19. Jahrhundert Austausch der Heiligenfiguren in den Außennischen und Aufbau eines barocken Altars mit Heiligenfiguren.

1960 – 1962 Umfangreiche Sanierungsarbeiten am Dach der Kapelle, den Wänden sowie dem Steinfußboden. Der barocke Altar mit seinen Heiligenfiguren wird konserviert.

1974 Erneute Tieferlegung („Unterfangung“) des gesamten Fundamentes zur Trockenlegung der Kapelle.

1984 - 1985 Zur 350-Jahrfeier werden alle Fenster neu gestaltet.

1985 Die Stadt Neuss stellt die St. Antoniuskapelle unter Denkmalschutz.

15. September 1990 Segnung und Montage einer neuen Glocke.

2011 – 2014 Restaurierung der Heiligenfiguren und des barocken Altarretabels.

Die Kapelle ist in ihren Anfängen der heiligen Maria im Rosengarten geweiht, der heilige Antonius diente als Nebenpatron. Im Laufe der Jahre gewann die Kapelle eine immer größer werdende lokale Bedeutung und die Marienkapelle wandelte sich in die Antoniuskapelle.

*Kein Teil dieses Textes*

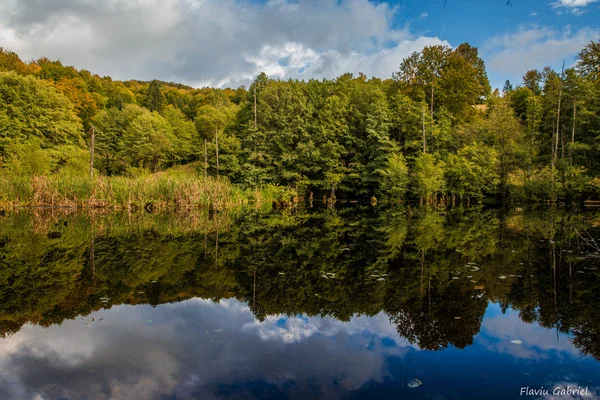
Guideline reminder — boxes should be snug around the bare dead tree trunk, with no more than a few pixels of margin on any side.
[421,109,427,153]
[215,128,219,179]
[90,125,96,178]
[215,230,219,269]
[254,84,258,129]
[431,85,433,121]
[204,139,208,179]
[569,99,577,165]
[554,61,565,158]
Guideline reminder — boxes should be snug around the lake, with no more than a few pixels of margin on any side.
[0,204,600,400]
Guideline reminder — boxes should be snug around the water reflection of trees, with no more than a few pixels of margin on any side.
[0,206,600,358]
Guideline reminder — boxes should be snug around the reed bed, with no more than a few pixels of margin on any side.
[0,171,278,211]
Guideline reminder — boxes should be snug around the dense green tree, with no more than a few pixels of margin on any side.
[0,72,82,154]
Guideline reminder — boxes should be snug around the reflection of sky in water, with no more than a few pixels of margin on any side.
[0,299,600,400]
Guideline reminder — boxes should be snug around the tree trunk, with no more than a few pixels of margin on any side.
[90,125,96,178]
[215,128,219,179]
[204,139,208,179]
[431,82,433,121]
[569,103,577,165]
[554,62,565,162]
[254,84,258,129]
[422,109,427,153]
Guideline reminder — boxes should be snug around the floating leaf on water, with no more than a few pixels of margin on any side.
[407,379,423,388]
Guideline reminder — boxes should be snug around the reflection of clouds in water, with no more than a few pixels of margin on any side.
[0,299,408,400]
[478,311,581,360]
[243,312,418,349]
[540,380,600,400]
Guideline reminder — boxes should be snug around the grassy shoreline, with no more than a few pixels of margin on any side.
[0,171,280,211]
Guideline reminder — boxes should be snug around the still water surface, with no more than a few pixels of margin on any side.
[0,205,600,400]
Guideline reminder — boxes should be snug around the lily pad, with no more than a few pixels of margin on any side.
[407,379,423,388]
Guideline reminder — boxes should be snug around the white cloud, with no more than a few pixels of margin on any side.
[482,27,600,81]
[552,0,600,15]
[0,0,447,86]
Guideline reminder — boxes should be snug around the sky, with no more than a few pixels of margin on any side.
[0,0,600,88]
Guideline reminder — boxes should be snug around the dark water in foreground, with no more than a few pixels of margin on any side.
[0,206,600,400]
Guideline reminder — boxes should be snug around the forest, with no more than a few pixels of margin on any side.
[0,42,600,208]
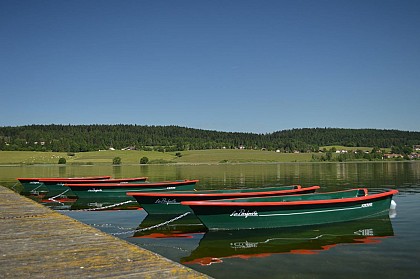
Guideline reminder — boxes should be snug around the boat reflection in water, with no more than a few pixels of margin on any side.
[133,212,206,238]
[70,197,140,210]
[180,215,394,265]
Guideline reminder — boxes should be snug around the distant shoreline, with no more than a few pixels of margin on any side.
[0,149,409,166]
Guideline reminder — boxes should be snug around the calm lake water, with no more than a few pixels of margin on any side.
[0,162,420,279]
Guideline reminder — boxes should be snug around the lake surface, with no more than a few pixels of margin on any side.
[0,162,420,279]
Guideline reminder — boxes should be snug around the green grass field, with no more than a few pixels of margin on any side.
[0,149,312,165]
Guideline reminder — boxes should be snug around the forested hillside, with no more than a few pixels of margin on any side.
[0,125,420,152]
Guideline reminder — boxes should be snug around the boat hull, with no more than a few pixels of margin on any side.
[127,185,319,214]
[183,190,398,230]
[40,177,147,198]
[17,175,111,195]
[66,180,198,201]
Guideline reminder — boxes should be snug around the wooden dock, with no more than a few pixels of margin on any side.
[0,186,209,278]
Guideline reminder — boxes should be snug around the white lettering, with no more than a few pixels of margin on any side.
[155,198,177,204]
[88,188,102,193]
[230,209,258,218]
[362,202,373,207]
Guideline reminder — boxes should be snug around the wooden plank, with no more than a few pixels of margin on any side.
[0,186,209,278]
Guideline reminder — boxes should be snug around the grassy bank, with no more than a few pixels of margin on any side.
[0,149,312,165]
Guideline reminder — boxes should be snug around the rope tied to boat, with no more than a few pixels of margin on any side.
[48,189,70,201]
[111,212,191,235]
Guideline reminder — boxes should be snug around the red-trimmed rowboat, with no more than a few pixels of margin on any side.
[39,177,147,198]
[181,188,398,230]
[127,185,319,214]
[17,175,111,194]
[65,180,198,200]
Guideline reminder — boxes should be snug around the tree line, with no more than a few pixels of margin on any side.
[0,124,420,152]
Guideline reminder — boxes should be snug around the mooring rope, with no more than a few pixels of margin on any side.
[111,212,191,235]
[81,201,135,211]
[10,181,19,192]
[48,189,70,201]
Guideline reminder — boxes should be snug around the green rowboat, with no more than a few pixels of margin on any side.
[127,185,319,214]
[39,177,147,198]
[17,175,111,195]
[65,180,198,201]
[181,189,398,230]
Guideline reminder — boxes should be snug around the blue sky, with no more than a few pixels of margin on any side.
[0,0,420,133]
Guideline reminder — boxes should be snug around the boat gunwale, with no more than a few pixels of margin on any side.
[64,179,199,188]
[38,176,148,184]
[181,188,398,207]
[16,175,111,182]
[127,185,320,198]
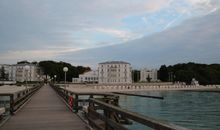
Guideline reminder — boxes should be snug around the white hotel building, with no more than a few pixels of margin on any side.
[98,61,132,84]
[140,68,158,82]
[72,70,99,83]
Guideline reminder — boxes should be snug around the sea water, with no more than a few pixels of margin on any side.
[120,91,220,130]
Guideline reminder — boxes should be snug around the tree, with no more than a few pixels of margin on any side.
[158,62,220,85]
[146,75,152,82]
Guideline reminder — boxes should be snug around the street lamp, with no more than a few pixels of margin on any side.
[54,75,57,83]
[24,65,30,89]
[63,67,68,89]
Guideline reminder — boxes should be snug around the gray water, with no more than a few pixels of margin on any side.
[120,91,220,130]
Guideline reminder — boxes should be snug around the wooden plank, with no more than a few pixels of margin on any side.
[0,86,87,130]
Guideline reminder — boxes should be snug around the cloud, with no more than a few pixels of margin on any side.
[0,0,220,62]
[60,11,220,68]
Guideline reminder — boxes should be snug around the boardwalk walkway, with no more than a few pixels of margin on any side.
[0,86,86,130]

Der heilige Antonius soll die Bevölkerung vor Pestkrankheiten und Viehseuchen schützen, er gilt als einer der vier heiligen Marschälle. Kunsthistoriker bezeichnen die Innenausstattung als ein Schmuckstück ländlicher Baukunst. Der in Gestaltung und Farbe barock gearbeitete Altar stammt vermutlich mit seinen Heiligenfiguren aus einer älteren Kirche. Während die große Muttergottesfigur mit dem Jesuskind aus Holz geschnitzt ist, sind die vier Heiligenfiguren (Antonius der Einsiedler, Antonius von Padua, Sebastianus, Karl Borromäus (Johannes von Nepomuk)) aus Ton gebrannt. Vor dem Altar an den Längswänden stehen die Apostel Petrus und Paulus mit ihren Attributen auf Konsolen, die mit einem Adlerkopf (für den Evangelisten Johannes) bzw. mit einem Stierkopf (für Lukas) verziert sind. Die Heiligen im Altar sollten vor der Pest beschützen, wobei der Eremit Antonius vor allem im ländlichen Raum als Patron der Haustiere und hier besonders der Schweine als „Ferkes Tünn“ verehrt wurde. In vielen alteingesessenen Familien in Schlicherum ist der Tag des Heiligen Antonius am 17. Januar auch heute noch ein Festtag und wird mit einem Festgottesdienst in der Kapelle für alle Gläubigen gefeiert. Bis Ende des 18. Jahrhunderts stellten die Schlicherumer an diesem Tag eine „Bütt“ neben die Kapelle, in das die Gemeindemitglieder Fleischstücke vom Schwein für ärmere Bürger spendeten.